Açıkça söyleyeyim turnuva başlamadan önce, biri çıkıp bana, Hollanda finale çıkacak, üzüleceksin; Almanya elenecek ona da üzüleceksin, dese pek hoş şeyler söylemezdim o arkadaşa. Ama aynen bunu yaşadım yarı finallerde. O eski desteklediğim Hollanda'yla her daim nefret ettiğim Almanya sanki yer değiştirmişti. Almanlar yarı finale kadar takır takır top oynayıp hem İngiltere hem de Arjantin'i 4 golle ezip geçerek gelmişti çokça eleştirilen, fakat tartışmasız turnuvanın en iyi kadrosu İspanya'nın karşısına. Pek çoklarına göre, bir anlamda erken finaldi bu maç.

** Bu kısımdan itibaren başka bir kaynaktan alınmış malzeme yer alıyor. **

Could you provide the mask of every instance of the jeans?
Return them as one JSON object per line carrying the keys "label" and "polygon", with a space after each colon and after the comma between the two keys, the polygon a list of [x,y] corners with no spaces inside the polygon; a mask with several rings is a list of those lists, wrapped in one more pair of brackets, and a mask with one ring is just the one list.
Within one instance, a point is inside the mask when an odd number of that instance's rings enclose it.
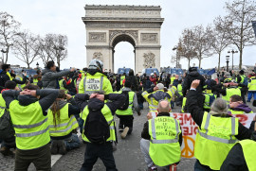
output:
{"label": "jeans", "polygon": [[64,139],[64,145],[66,147],[66,150],[71,150],[74,148],[79,148],[80,147],[80,140],[78,138],[77,134],[72,133],[71,137]]}
{"label": "jeans", "polygon": [[88,143],[86,145],[84,162],[80,171],[91,171],[98,158],[103,162],[106,171],[118,171],[113,156],[112,143],[103,145]]}
{"label": "jeans", "polygon": [[253,99],[256,100],[256,92],[248,92],[247,101],[250,101],[253,95]]}

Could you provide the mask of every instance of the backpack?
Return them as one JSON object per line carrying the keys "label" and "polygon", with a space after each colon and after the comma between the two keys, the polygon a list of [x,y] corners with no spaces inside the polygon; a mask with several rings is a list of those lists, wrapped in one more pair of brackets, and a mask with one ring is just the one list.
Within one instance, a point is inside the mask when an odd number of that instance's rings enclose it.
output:
{"label": "backpack", "polygon": [[14,136],[14,128],[10,121],[9,111],[5,110],[4,114],[0,117],[0,140],[9,139]]}
{"label": "backpack", "polygon": [[247,77],[245,76],[243,77],[244,77],[244,82],[242,84],[247,86],[248,85],[248,78],[247,78]]}
{"label": "backpack", "polygon": [[123,91],[121,94],[125,95],[125,101],[122,106],[118,107],[118,110],[125,111],[129,107],[129,91]]}
{"label": "backpack", "polygon": [[101,109],[99,111],[89,110],[84,124],[84,135],[94,144],[104,144],[110,137],[109,125]]}
{"label": "backpack", "polygon": [[208,94],[208,95],[210,96],[209,106],[210,107],[211,104],[213,103],[213,101],[215,100],[215,96],[214,96],[214,94],[213,95],[210,95],[209,94]]}

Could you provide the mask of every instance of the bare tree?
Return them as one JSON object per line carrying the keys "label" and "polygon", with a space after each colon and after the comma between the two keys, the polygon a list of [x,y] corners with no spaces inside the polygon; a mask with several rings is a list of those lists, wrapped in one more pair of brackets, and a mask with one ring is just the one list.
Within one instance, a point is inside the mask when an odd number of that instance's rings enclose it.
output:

İlk yarı pek çokları için sıkıcı geçmiş gibi görünse de benim gibi pasa bayılan bir adam için o kadar da kötü değildi açıkçası. İspanya topu aldı, pas yaptı, pas yaptı, arada bir kaybetti ama gitti aynen geri aldı ve tekrar pas yaptı. İspanya karşısında iki tip savunma olduğundan bahsetmiştik hep. Almanya'nın tercihi, İspanya'nın futboluna mahkum olmak ve İspanya'nın onları geri doğru itmesine razı olmak oldu, yada bu bir tercih miydi, açıkçası İspanya belki ilk defa İspanya gibi oynayınca Almanya teslim oldu da diyebiliriz belki bu duruma. İlk yarı tamamen İspanya'nın dominasyonunda geçti fakat tek pozisyonları David Villa'nın karşı karşıya kaçırdığı top oldu. Maç sonunda Pique '' bazen topu dolaştırmaya öyle bir dalıyoruz ki şut çekmeyi unutuyoruz'' diyerek durumu çok iyi açıkladı aslında.

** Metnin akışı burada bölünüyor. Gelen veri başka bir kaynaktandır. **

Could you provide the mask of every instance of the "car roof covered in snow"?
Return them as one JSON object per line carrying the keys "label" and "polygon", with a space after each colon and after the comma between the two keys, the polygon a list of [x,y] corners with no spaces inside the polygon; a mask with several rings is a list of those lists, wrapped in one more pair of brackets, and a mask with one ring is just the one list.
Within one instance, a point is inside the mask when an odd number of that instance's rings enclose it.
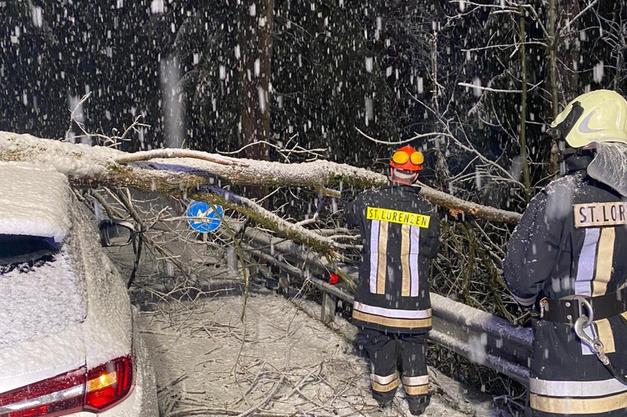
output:
{"label": "car roof covered in snow", "polygon": [[63,241],[70,228],[69,193],[63,174],[32,165],[0,163],[0,234]]}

İkinci yarıda benzer bir biçimde İspanya'nın kontrolünde başladı ama tek bir fark vardı. Muhtemelen devre arasında, Nevzat Demir'in deyimiyle 'Yeniköy Kasabı'nın da uyarısıyla, Xabi Alonso önderliğinde şut atmayı hatırladı İspanya. Çok zorladılar Almanya'yı ve sonucunda beklenmedik bir şekilde de olsa kornerden buldular golü. Uzun Alman savunmasının arasından kaptan Puyol çıktı ve gemisini kurtardı. İlerleyen dakikalarda Almanya ne kadar yüklenmek istediyse de İspanyollar pas yapmaktan, topa sahip olmaktan hiç vaz geçmediler ve Almanlar'a pozisyon dahi vermediler, kendileri yakaladıkları kontra ataklardan da sonuç alamayınca 1-0'lık skorla sonuçlandı maç.

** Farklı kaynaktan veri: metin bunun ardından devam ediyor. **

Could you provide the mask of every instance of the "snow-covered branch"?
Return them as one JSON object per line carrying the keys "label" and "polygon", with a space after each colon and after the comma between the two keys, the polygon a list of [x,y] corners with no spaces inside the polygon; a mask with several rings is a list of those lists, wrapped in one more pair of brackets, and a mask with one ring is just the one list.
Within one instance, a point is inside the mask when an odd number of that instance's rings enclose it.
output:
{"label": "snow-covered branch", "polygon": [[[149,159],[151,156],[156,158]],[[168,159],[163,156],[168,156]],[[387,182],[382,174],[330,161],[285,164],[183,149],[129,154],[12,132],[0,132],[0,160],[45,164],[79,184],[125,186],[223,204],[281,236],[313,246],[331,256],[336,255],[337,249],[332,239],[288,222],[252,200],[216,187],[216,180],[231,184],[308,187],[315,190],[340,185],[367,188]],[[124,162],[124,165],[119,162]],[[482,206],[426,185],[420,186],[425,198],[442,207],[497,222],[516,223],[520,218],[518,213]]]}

Sürekli koşan, sürekli basan, bununla birlikte topa da sahip olan Alman orta sahası gerek İngiltere gerekse Arjantin'in orta sahasını teslim alıp takımlarına galibiyeti getirmişlerdi. Bu maçta da koştular, ama sadece koştular. İspanya onlara topu hiç vermedi, kendisinin istediği oyunu oynadı, kolay diyebileceğimiz bir galibiyet aldı ve adını finale yazdırdı. İspanya büyük finalde de her zamanki İspanya gibi oynayacak topa hükmedecek ve bıkmadan, usanmadan pas yapacak. Kaptan Puyol da Almanya maçı sonunda ''Hollanda'ya karşı da aynı oyunu oynayacağız, zaten biz bundan başka oyun bilmiyoruz''diyerek bunu gösteriyor zaten bize.